Via Instituto Lula - Na Itália por ocasião do encontro com o papa Francisco, Lula concedeu entrevista ao padre Enzo Fortunato, um dos organizadores do encontro A Economia de Francisco. O texto, publicado originalmente em italiano no portal San Francesco, foi traduzido livremente pelo Instituto Lula.

Por Enzo Fortunato

O que você pensa sobre A Economia de Francisco, o encontro que o papa irá realizar em Assis por uma nova economia, que rompe com as desigualdades e cria comunhão e participação?

Eu acho que essa é uma questão prioritária para a humanidade. Estamos no século 21, após muitos séculos de experiência em que a desigualdade reinou em todo o mundo. Chegou a hora de acabar com isso. 

O problema da produção de alimentos não existe. Existem alimentos para todas as pessoas no mundo, mas mais de um milhão de pessoas vivem com fome. Sem dinheiro para garantir-lhes a oportunidade de absorver as proteínas e calorias necessárias para sobreviver. A ideia do papa Francisco é crucial, muito importante. 

Espero que toda a humanidade comece a se preocupar, a construir uma sociedade mais harmoniosa, com mais solidariedade, na qual todos tenham o direito de comer três vezes por dia, estudar e viver de maneira digna. Ao longo dos anos do meu governo no Brasil, mostramos que isso é possível. Colocamos a luta contra a pobreza dentro do orçamento do Estado. 

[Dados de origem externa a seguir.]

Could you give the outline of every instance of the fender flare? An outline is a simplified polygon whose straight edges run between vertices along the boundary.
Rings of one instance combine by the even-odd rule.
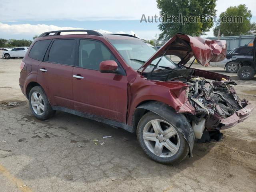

Devemos garantir que todos os governos considerem a desigualdade como um problema político: decisões políticas devem ser tomadas para combater a desigualdade. O Estado deve estar a serviço da humanidade. Deve estar a serviço dos pobres. Infelizmente, porém, a pobreza e a miséria predominam no Brasil. Precisamente porque as políticas sociais foram eliminadas.

Por isso, estou feliz que o papa, através da Economia de Francisco, possa tentar construir uma nova consciência econômica, política e social para o mundo. Isso deve servir de exemplo para o movimento sindical, para outras igrejas e para partidos políticos em todo o mundo.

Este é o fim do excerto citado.